A prolapsed uterus is uncommon in both dogs and cats. Prolapse occurs at or within 48 hours of parturition or abortion, when the cervix is open. Diagnosis is made from the history of recent parturition and physical examination. The entire uterus or only one horn may prolapse. Depending on the severity and duration of the prolapse, clinical signs vary from straining and restlessness to hypovolemic or septic shock. In contrast to vaginal prolapse, uterine prolapse rarely recurs after the uterus is returned to its normal position.
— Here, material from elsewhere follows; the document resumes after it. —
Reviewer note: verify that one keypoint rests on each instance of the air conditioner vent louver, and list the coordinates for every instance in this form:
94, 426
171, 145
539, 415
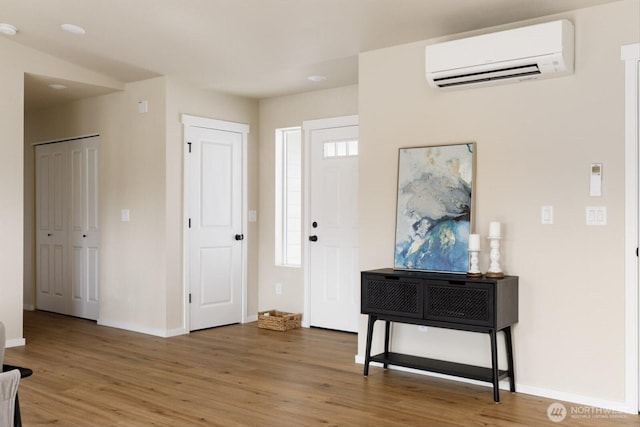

Congenital Abnormalities. An anovulvar cleft results from incomplete closure of the skin from the dorsal vulvar commissure to the anus. Vulvar stenosis occurs at the junction of the vestibule with the labia as a result of incomplete fusion during fetal development.
Clitoral hypertrophy occurs in hermaphrodites, pseudohermaphrodites, normal females receiving androgenic drugs, secondary to irritation of the clitoral fossa, and rarely, animals with hyperadrenocorticism. Clitoral hypertrophy often persists after the inciting cause has been removed. If causing discomfort, evidenced by pain or excessive licking of the area, clitoridectomy is the treatment of choice.
Mammary Gland Abnormalities
Mammary gland enlargement can be due to milk accumulation, hypertrophy, inflammation, or neoplasia.
Galactosis. Galactosis refers to mammary accumulation of milk. Such accumulation is normal in advanced pregnancy and lactation. During weaning, in pseudopregnancy, and occasionally at the time of whelping, such accumulation may increase to the point that the mammae become painful and warm. There are no signs of systemic illness, and the white blood cell count is normal. Diagnosis is made from the history, physical examination, and cytologic examination of mammary fluid. Fluid expressed from the teats will look like milk; microscopically it contains variable numbers of neutrophils and macrophages with engulfed milk fat. Treatment is unnecessary in mild cases.